J. Scott1, S. O'Barr1, T. Sparrow2
1Western University of Health Sciences, College of Pharmacy, Pomona, United States, 2Abbott Laboratories, Abbott Park, United States
Background: Recent data suggest that although efavirenz (EFV) has a better rate of virologic suppression compared to lopinavir/ritonavir (LPV/r), LPV/r has a better CD4+ count response. While an earlier study showed no immunologic difference with protease inhibitors (PIs), it did not look at markers of T-cell activation. This study assessed the effect of LPV, RTV, LPV/r, and EFV on immune function of activated human CD4+ lymphocytes.
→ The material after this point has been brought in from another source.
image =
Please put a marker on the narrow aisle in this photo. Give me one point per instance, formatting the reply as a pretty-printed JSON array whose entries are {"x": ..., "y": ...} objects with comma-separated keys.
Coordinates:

Methods: 24cc of blood was drawn from 16 HIV- controls (sample lost for 1 subject). Peripheral Blood Lymphocytes were washed and sub-cultured, then activated with IL-2. Cells were then exposed to 1.0uM LPV, 1.0uM RTV, LPV and RTV together, and 1.0uM EFV for 72 hours, or unexposed for control. Cells were stained with fluorochrome-tagged monoclonal antibody to CD4, CD25, CD38, and HLD-DR. Analysis of surface marker intensity was performed by flow cytometry, gated against CD4. PBL apoptosis was assessed using a mitochondrial membrane integrity assay [MitoProbe JC-1 assay kit for flow cytometry (M34152) molecular probes]. A system hardware/software error resulted in loss of data from some samples.
Results: No significant change in CD25, CD38 or HLA-DR receptor integrity was seen between cells treated with drug and control. There was an ∼40% increase in CD4+ receptor intensity with both LPV and EFV compared to control (n=7; p=0.02 and 0.03). Mitochondrial membrane integrity increased by more than 25% in LPV/r exposed cells (n=5; p=0.017), but not in other cells; EFV had no effect (n=13; p=0.2).
Conclusions: Both LPV and EFV improved CD4 receptor intensity. The combination of LPV/r improved apoptosis markers, which may explain the improved immunologic outcomes seen in ACTG 5142. The results of the T-cell activation markers do not explain the difference in CD4 response seen in that study. Further studies should assess other antiretroviral agents, and the clinical impact of these findings.